You have a wound that is deeper and more painful than any other.
You hide the wound with a lot of defense mechanisms. You may even hide it from your conscious mind. That’s how important it is for the ego to hide this most devastating pain.
Here is an example of this kind of wound: my example.
When I was five years old my father left us. My mom had a hot friend and daddy wanted to upgrade. He took me to a river to break the news. In his mind we would skip stones off of the water as he told me he was leaving forever. I didn’t feel like skipping stones; I froze with heartbreak. There was panic, fear and powerlessness. There was no negotiating. There was no empathy.
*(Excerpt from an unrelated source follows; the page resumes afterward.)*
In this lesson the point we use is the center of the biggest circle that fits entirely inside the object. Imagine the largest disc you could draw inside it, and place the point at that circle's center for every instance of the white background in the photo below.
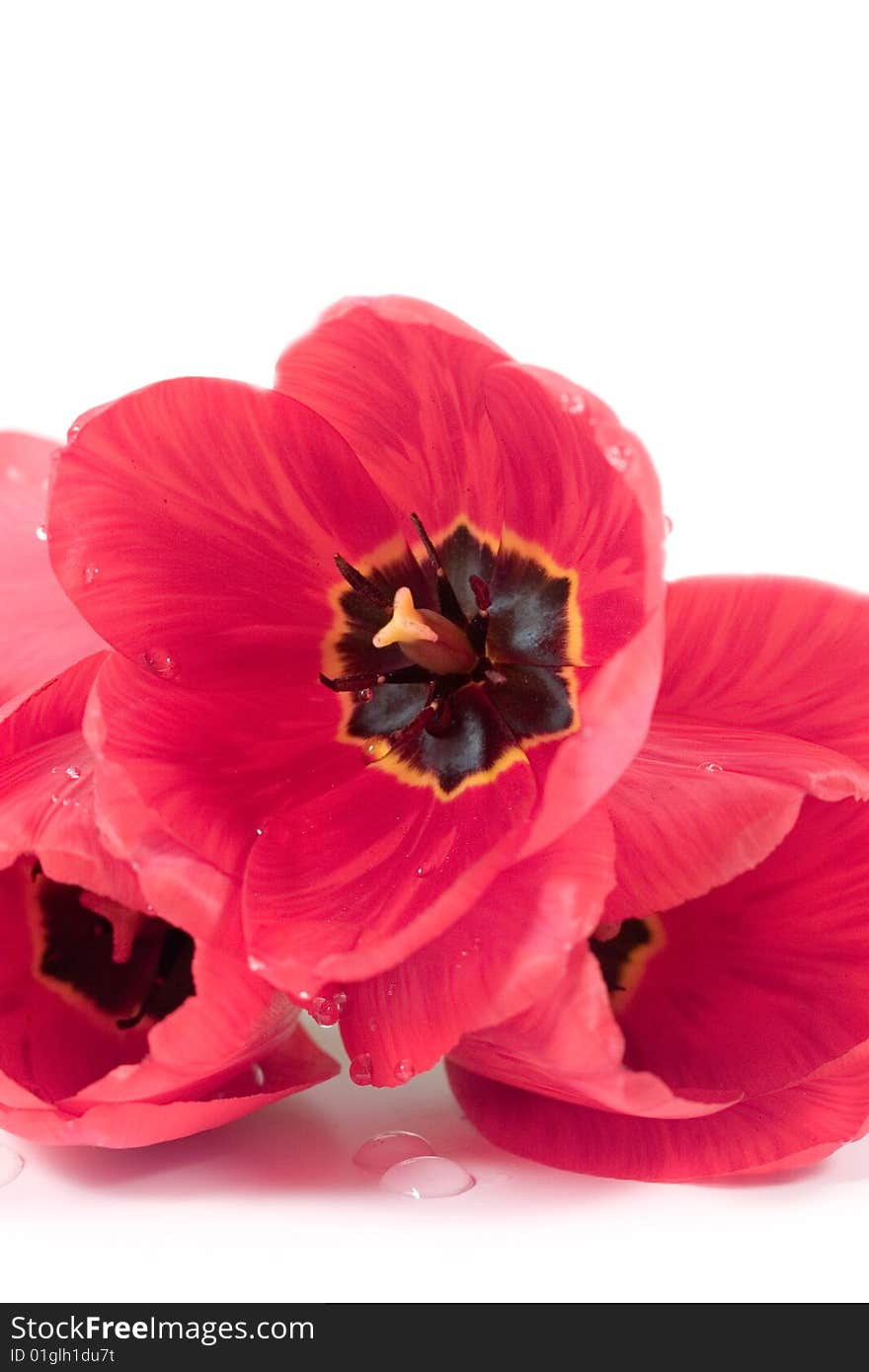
(668, 202)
I held in the pain and the tears. I held in the poison of worthlessness. Obviously I was worthless. My daddy wouldn’t have left if I was worthy. There was worthlessness and there was sadness. There was also shame. It is shameful to be worthless and sad, and rejected. These emotions cannot be shared with or seen by others. According to my mother I basically went silent for a year. Kindergarten was delayed by a year.
I held the toxic emotions in my body so that I to protect myself from further shame and rejection. That physical holding of the wound resulted in a disconnection from the body, weight gain and discomfort and more shame in the realm of sports. Years went by and the inner pain became the norm. There was little awareness at age 8 or 15 that I was still deeply wounded. Life was what it was and I carried the pain with outer the outer bravado of lies and bullshit that were deployed to deflect attention from my deep insecurity.
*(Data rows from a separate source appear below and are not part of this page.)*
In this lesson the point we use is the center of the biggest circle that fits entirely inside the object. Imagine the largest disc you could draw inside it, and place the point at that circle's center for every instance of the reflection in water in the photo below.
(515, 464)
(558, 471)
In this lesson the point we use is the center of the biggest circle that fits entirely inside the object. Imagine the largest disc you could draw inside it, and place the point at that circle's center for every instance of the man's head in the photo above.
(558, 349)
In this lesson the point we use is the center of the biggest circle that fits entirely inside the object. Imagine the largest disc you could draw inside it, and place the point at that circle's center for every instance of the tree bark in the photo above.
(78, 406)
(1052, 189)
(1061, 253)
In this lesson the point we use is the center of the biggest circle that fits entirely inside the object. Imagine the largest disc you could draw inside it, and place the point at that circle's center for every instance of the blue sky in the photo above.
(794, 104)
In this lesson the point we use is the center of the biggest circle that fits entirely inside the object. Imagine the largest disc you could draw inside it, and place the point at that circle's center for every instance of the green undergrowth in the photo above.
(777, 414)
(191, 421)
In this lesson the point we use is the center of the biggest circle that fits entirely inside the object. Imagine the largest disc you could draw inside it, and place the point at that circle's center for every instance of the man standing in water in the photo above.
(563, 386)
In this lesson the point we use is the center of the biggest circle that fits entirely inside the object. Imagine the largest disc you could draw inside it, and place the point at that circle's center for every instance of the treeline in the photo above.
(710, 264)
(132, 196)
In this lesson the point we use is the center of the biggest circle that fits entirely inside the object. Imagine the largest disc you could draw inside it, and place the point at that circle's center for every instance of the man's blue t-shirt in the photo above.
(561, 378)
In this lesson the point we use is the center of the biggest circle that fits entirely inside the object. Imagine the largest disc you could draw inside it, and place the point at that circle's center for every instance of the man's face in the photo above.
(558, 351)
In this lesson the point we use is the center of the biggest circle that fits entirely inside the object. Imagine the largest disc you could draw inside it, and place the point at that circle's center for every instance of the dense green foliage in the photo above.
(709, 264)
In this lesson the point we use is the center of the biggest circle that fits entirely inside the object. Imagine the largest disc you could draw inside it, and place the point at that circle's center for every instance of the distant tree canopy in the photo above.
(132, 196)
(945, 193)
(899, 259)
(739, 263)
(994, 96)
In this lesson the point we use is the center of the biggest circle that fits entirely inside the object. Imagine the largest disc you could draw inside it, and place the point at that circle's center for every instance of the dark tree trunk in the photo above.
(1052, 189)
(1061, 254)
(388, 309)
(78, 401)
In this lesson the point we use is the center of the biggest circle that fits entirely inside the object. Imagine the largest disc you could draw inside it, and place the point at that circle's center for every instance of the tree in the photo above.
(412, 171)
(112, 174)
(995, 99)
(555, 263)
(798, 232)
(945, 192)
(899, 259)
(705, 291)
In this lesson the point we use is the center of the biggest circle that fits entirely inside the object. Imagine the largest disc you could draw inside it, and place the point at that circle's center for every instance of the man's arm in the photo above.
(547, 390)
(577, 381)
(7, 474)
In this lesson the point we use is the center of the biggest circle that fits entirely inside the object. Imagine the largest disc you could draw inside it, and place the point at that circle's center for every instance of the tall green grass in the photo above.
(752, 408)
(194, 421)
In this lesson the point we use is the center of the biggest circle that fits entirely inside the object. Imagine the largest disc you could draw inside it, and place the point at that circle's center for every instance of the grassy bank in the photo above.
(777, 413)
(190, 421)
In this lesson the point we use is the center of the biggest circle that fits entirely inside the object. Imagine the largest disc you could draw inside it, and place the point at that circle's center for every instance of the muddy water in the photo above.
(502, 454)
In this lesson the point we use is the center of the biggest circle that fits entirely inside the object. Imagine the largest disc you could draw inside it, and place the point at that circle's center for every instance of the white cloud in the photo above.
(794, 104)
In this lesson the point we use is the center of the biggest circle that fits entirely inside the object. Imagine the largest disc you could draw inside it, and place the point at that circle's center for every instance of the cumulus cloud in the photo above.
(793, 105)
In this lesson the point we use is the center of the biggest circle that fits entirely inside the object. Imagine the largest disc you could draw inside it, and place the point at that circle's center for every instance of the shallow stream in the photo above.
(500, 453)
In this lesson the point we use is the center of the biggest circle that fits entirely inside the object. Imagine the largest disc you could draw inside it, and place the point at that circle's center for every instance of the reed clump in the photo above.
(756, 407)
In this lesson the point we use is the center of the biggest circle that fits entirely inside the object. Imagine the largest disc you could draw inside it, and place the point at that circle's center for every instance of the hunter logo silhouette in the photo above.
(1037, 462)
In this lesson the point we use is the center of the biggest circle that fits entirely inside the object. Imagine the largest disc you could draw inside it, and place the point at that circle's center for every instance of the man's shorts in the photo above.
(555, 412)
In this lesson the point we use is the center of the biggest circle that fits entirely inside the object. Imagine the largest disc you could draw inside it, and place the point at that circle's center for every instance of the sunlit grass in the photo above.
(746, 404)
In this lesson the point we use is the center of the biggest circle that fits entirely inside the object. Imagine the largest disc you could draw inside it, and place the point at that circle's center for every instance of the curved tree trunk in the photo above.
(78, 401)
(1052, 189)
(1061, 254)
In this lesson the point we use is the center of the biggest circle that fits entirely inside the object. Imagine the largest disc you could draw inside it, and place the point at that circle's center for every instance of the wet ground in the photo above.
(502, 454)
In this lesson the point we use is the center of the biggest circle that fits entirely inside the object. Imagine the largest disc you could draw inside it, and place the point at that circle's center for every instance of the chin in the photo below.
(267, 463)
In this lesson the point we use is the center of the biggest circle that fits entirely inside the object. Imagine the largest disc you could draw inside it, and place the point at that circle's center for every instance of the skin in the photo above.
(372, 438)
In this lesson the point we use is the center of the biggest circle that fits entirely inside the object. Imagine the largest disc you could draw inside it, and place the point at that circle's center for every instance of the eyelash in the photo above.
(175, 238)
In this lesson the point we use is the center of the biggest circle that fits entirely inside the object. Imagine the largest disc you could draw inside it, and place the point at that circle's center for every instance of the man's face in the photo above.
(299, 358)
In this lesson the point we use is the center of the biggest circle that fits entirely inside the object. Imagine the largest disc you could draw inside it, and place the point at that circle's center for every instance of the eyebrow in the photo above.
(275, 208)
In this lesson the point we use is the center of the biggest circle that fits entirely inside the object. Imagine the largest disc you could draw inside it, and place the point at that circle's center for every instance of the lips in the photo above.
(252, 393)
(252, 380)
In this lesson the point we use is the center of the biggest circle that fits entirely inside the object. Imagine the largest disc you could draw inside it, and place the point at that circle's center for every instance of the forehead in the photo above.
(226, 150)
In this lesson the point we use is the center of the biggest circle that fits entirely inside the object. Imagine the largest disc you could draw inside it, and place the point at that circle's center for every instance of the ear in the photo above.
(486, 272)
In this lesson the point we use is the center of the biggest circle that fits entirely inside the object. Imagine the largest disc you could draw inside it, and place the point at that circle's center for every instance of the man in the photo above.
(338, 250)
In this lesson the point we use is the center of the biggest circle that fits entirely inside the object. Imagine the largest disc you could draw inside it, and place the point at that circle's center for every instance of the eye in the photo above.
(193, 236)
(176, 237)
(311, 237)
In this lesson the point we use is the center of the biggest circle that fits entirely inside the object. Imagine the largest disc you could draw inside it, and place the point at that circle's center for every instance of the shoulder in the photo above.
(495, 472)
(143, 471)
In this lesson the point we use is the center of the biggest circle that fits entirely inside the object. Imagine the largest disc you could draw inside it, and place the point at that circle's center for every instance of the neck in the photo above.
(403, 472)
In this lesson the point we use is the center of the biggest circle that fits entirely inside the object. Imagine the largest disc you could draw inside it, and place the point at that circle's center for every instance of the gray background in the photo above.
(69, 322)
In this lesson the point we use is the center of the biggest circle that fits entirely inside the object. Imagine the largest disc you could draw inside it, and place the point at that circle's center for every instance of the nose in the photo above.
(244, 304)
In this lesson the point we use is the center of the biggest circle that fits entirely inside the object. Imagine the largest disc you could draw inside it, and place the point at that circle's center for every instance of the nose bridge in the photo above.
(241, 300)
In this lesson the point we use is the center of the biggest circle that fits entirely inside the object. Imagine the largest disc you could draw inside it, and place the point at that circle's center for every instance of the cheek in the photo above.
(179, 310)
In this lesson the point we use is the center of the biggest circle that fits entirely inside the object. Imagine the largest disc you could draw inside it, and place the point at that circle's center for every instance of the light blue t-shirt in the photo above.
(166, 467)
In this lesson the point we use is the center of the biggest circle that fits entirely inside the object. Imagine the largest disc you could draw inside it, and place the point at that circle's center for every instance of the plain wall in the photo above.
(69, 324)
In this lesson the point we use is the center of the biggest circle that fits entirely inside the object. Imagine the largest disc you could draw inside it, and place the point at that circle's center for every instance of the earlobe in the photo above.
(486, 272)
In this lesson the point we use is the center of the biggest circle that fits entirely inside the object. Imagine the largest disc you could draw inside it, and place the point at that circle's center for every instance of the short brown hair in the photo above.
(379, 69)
Deeper levels keep emerging
I’ve been a healer for over two decades now and I keep going back and healing deeper levels of this wound. It has been known to me for years and I’ve done very deep work many times.
There is a misconception about healing, that we can go through our issues one by one and clear them up forever. But it is important to understand that these things are woven into the fabric of our beings. As we heal certain issues, like fear of rejection, we are able to access deeper levels of our core wound(s). It’s easy to despair when we thought we had totally cleared up an issue, only to find a more fundamental level of pain. But when we actually release these toxic emotions, the freedom and almost divine bliss that we feel is totally worth all of the work this healing requires.
No Choice but to heal the wound
The important thing to understand is that there really is no choice but to heal the wound. If we don’t, we hold the frequency of the stuck emotion. That frequency magnetically attracts people and situations that stir up the emotions we are resisting feeling. It’s not a cruel universe doing it, it is an evolutionary universe that brings you whatever it takes to spark your healing.
If you hide your feelings of worthlessness, shame and fear of rejection, you are going to attract people and situations that make you feel worthless, shame and fear of rejection. The good thing, when you understand how things work, that you can safely feel your emotions, is that you then know exactly what needs to be healed. It’s hard work, but walking around with the poison for a lifetime isn’t really an option.